I get a lot of comments and emails from docs, and spend a fair amount of time on both physician-specific and financial forums. I’m often surprised to see doctors carrying debt that I see as completely unnecessary.
A Car Loan
The classic example is a car loan. It might be an attending physician several years out of residency going through their financials and they list a $5K car loan.
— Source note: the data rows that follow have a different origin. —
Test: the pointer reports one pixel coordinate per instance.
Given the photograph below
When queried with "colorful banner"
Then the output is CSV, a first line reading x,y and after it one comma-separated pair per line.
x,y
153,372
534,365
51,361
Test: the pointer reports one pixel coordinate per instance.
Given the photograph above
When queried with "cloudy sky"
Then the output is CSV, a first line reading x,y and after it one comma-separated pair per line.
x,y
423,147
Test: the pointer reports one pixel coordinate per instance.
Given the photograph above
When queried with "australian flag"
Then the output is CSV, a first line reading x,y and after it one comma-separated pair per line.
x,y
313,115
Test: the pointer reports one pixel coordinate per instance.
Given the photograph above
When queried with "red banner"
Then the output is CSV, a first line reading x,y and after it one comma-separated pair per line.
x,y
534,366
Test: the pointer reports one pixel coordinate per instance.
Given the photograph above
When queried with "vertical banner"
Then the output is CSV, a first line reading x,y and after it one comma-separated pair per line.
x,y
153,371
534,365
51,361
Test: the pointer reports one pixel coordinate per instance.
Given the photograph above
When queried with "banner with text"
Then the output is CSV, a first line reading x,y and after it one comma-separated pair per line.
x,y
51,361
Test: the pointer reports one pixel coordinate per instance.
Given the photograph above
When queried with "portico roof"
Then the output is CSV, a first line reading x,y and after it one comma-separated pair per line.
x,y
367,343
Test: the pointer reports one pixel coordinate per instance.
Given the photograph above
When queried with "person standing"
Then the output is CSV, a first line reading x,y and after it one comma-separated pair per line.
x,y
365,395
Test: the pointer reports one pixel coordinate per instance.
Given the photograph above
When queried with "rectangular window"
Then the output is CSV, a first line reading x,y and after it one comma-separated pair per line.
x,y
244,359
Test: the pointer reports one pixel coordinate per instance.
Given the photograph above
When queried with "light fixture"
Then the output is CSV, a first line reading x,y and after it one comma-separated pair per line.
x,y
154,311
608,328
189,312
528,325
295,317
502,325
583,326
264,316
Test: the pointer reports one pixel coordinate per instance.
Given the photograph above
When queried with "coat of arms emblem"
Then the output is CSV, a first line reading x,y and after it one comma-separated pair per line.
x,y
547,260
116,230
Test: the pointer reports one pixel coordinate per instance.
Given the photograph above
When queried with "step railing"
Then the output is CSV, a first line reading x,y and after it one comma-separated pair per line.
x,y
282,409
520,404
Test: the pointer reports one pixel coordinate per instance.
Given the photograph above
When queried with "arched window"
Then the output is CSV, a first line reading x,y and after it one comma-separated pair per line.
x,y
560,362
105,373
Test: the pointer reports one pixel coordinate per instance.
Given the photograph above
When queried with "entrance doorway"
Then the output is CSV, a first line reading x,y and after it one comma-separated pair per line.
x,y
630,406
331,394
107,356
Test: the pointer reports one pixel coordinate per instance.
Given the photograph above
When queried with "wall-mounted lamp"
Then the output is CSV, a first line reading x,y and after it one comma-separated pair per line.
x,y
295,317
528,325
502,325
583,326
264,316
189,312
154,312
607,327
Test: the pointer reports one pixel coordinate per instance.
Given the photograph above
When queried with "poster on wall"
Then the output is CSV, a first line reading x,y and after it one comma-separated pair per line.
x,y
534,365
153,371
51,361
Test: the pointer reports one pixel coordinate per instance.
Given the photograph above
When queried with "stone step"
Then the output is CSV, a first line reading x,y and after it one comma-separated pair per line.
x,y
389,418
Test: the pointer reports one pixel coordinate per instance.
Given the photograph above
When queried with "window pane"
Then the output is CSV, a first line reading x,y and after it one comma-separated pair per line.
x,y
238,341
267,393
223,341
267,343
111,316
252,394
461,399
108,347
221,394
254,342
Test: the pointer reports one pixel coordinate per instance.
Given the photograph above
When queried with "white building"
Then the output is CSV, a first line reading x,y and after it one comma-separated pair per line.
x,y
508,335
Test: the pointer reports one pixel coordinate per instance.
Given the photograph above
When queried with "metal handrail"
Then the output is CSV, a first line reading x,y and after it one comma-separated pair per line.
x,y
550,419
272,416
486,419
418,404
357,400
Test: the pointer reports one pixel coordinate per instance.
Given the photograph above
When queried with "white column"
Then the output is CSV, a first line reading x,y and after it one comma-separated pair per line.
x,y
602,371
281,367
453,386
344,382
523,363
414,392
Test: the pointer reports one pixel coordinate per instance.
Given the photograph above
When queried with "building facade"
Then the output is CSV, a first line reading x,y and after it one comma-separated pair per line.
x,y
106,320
Assuming no working spouse, this person grosses $15-30K a month. How long should it take to pay off a $5K car loan? Well, when does your next paycheck arrive? That’s when it should be paid off. I’d be embarrassed to say I’m in debt for a car. Broke people have car loans. People with an income of $200-400K shouldn’t be broke unless they have terrible money management skills. Therefore, if you are a doctor with a car loan, you probably have terrible money management skills. The status symbol isn’t driving a fancy car; it’s driving a paid-for car.
Credit Card Debt
The other silly debt I occasionally see doctors list is credit card debt. Now, take pretty much anything that came in the mail from a credit card company. Turn it over and look for a big box on the back. Read that box. Somewhere in that box it will tell you that borrowing money from that credit card will cost you somewhere between 15% and 30%. Now, if I could find an investment that paid 15-30%, I would buy as much of it as I could, take out a home equity loan and send my kids out to shovel driveways (it’s December as I write this) to get extra cash to invest. If you are carrying credit card debt, you are somebody’s awesome investment. As my 6 year old will tell you, interest is something you should get, not give.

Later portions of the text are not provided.